"Change not welcomed in SGA?"
Julie Arrington
November 30, 2002

In 1996, the Student Government Association made its return to the University of Alabama campus, and in the eight years since, many claim the SGA has not made a good show of ethical and responsible behavior.

In 2002, the group Students for a Better SGA sponsored a cookout on the Quad where candidates would be speaking. An ad for the cookout, posted in the Crimson White a day before, gave candidates and voters the impression that all candidates would be given the opportunity to address the crowd. Independent candidates such as black presidential candidate Mario Bailey, however, were not allowed their time in the spotlight.

"When I got there," Bailey said, "I wasn't allowed to speak."

The Independent Voters Association filed a complaint with the Student Election Board against the Students for a Better SGA's nominees, saying they not only participated in an event where only certain candidates were permitted to speak, but the group also failed to disclose all cookout expenses.

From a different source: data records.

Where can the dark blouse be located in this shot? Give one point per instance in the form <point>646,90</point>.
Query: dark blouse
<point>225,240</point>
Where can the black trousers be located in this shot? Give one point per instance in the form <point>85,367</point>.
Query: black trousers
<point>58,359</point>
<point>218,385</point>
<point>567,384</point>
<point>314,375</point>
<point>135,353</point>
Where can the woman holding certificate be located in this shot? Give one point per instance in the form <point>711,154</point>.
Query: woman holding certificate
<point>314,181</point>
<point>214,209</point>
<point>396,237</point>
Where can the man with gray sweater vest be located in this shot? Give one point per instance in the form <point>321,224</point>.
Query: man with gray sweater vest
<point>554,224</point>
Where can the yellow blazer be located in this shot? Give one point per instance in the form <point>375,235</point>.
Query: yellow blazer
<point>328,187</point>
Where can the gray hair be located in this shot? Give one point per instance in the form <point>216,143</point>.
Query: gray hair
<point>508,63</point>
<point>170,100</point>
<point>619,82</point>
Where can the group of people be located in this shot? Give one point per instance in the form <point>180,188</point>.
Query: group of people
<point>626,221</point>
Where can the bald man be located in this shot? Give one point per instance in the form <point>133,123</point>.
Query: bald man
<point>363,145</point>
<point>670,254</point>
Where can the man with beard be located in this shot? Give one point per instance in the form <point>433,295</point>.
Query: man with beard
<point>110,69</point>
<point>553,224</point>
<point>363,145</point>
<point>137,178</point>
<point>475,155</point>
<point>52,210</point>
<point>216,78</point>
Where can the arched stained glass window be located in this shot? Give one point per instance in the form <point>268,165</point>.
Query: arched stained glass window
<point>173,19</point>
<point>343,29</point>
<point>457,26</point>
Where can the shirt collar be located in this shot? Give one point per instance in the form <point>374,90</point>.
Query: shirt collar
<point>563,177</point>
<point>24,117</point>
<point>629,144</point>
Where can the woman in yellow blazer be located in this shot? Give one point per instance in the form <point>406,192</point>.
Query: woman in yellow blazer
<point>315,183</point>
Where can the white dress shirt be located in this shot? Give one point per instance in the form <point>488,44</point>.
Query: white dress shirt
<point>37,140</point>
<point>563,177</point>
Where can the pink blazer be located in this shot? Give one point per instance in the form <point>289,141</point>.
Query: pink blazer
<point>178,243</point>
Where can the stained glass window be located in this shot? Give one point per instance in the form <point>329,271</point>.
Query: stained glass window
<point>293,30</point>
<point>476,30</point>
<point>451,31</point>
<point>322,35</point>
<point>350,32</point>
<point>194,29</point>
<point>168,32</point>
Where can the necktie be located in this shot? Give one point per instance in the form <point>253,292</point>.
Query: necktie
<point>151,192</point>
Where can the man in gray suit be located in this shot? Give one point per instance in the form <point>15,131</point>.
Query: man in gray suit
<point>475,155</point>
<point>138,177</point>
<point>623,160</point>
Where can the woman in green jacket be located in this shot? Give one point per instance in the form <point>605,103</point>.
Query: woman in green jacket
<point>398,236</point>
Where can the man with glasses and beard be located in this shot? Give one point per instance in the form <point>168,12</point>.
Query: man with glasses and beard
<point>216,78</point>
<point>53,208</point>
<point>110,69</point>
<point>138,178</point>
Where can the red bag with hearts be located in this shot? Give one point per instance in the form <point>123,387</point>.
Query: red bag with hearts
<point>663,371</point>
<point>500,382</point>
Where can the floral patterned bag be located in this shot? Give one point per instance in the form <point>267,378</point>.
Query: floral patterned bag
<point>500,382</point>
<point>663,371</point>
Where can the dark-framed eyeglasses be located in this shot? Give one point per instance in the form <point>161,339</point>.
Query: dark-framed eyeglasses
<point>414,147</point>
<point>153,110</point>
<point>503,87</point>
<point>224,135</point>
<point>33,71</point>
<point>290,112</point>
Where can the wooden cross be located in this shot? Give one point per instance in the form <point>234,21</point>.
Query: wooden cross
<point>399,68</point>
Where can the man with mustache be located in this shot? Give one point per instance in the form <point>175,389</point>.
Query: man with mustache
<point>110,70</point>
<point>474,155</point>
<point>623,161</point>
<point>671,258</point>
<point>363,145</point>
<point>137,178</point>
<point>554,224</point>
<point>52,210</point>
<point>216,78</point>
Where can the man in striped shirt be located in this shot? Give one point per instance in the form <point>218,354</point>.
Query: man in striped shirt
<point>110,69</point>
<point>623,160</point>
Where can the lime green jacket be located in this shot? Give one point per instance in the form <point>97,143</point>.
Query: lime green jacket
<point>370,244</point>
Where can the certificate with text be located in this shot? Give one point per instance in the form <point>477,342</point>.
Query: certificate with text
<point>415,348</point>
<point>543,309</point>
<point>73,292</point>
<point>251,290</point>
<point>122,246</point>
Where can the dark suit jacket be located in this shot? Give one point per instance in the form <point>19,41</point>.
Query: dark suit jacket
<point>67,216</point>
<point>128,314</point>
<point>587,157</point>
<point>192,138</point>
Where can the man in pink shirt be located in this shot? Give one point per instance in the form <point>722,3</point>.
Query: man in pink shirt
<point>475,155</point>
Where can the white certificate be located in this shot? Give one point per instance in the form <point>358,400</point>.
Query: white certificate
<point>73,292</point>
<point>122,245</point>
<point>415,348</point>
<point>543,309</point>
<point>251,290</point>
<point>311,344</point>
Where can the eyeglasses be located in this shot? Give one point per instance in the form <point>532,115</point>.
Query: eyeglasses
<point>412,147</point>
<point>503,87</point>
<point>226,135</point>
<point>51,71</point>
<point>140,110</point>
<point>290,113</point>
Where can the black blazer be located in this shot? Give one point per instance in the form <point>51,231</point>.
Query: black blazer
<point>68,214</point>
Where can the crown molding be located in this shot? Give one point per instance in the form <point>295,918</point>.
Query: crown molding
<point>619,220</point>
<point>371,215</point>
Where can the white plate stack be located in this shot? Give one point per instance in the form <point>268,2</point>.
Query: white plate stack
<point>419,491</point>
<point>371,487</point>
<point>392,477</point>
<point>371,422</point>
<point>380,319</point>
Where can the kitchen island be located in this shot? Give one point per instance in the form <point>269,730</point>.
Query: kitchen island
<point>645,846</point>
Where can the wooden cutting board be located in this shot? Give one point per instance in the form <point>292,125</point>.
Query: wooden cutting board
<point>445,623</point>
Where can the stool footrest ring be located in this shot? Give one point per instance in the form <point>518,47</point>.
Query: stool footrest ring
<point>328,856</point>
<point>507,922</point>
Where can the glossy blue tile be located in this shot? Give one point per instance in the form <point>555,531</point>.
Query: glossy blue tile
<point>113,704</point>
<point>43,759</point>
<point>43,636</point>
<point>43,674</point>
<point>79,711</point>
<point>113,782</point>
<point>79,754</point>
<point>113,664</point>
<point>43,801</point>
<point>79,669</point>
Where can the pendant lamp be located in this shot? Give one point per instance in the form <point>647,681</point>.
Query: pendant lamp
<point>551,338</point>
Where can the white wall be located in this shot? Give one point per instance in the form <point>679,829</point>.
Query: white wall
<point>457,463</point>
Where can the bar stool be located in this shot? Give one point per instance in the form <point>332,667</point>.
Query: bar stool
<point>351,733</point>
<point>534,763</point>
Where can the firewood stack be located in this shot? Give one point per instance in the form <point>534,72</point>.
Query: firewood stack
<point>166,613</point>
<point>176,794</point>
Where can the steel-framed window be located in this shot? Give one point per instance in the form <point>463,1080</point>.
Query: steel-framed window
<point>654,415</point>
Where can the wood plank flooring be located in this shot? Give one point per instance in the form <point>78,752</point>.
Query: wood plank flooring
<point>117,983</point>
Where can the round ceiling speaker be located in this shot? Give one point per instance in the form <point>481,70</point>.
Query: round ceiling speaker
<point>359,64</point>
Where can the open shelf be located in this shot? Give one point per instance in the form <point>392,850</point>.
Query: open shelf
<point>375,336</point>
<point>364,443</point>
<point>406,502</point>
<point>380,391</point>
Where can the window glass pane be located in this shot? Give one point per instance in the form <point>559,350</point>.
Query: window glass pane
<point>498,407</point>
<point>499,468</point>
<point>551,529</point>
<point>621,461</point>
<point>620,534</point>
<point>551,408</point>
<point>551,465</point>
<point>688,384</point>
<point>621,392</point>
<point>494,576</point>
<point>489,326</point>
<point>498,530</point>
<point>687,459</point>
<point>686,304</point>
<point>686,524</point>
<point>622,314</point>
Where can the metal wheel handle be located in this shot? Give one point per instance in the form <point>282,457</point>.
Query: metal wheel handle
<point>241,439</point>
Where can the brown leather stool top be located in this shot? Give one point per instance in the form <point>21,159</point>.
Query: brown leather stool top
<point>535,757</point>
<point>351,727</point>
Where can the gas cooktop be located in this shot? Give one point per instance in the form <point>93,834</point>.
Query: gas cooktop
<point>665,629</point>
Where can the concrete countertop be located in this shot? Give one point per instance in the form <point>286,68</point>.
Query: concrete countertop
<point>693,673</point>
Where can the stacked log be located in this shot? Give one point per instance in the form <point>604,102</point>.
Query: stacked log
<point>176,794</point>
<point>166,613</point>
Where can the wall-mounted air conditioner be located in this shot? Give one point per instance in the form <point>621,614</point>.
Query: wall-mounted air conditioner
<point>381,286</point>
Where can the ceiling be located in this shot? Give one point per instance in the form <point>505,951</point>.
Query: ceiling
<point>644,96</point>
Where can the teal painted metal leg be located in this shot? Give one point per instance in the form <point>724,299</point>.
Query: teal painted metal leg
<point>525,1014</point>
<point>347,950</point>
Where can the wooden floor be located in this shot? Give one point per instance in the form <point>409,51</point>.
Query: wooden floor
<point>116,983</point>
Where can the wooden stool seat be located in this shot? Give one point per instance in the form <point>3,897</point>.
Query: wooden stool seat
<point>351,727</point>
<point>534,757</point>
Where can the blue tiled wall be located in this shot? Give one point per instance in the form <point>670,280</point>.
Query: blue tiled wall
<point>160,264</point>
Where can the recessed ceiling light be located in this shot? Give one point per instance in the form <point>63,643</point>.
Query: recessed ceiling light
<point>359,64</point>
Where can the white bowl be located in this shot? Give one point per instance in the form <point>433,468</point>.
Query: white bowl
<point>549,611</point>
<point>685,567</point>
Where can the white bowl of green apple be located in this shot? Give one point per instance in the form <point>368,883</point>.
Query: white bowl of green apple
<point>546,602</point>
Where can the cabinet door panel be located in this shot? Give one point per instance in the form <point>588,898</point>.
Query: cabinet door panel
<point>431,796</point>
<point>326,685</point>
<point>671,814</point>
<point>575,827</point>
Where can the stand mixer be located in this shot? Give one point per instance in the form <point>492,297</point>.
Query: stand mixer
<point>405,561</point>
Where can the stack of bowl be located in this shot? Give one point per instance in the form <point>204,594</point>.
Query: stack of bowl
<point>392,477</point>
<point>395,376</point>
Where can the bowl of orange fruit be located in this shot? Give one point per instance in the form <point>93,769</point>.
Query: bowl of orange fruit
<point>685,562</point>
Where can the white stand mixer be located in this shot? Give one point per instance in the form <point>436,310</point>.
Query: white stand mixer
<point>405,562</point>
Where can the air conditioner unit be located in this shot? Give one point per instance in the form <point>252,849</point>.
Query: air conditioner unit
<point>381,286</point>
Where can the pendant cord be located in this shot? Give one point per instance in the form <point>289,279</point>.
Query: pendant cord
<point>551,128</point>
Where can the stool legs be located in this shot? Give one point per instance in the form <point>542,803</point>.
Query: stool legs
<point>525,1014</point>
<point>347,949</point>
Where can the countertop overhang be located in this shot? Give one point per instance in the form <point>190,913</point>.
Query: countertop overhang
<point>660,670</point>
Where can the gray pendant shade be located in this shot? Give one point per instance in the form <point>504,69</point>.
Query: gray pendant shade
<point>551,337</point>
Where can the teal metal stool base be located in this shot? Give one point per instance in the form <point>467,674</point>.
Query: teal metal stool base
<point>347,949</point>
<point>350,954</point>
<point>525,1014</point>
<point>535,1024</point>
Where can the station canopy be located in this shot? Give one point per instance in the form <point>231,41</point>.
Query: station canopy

What some say should have been a disqualification turned out to be a small fine, community service and non-academic probation for those who involved. Although current SGA President Katie Boyd also attended, charges against her were dropped by the IVA.

Only a few years before the cookout debacle, another black independent presidential candidate, Fabian Zinga-Kanza, received death threats and his campaign advertisements fell victim to racist graffiti. This was taken by many as proof that Zinga-Kanza posed a real threat to taking the coveted SGA presidential throne. Although he did not win, voter turnout that year was extremely high.

With the recent curfew placed on Tuscaloosa's watering holes, the SGA again took much heat. Many students expressed the sentiment that the curfew was arbitrary and felt they had solid reasons to expect the SGA to represent those views. This did not happen.

The SGA, responsible for representing the entire student body, voted almost unanimously in support of the curfew, thus stirring more dislike for the students' governing body.

Also this year, voting on campus fell victim to Internet fraud. Reports of false student identification numbers were filed and voting had to be redone, with little change in the results.

Incidents such as these and others have the student body wondering what's going on.

Many blame the Machine, believed to be a small group of white sorority and fraternity members who work solely to influence campus politics. The Machine was also the reason why the SGA was banned in 1993 and, since the recent comeback of the SGA in 1996, it has been assumed the Machine no longer exists.

Others say part of the problem is due to a lack of independent voter turnout. Ironicly, although the Greek population on campus is in the minority, the SGA consists mostly of Greek students.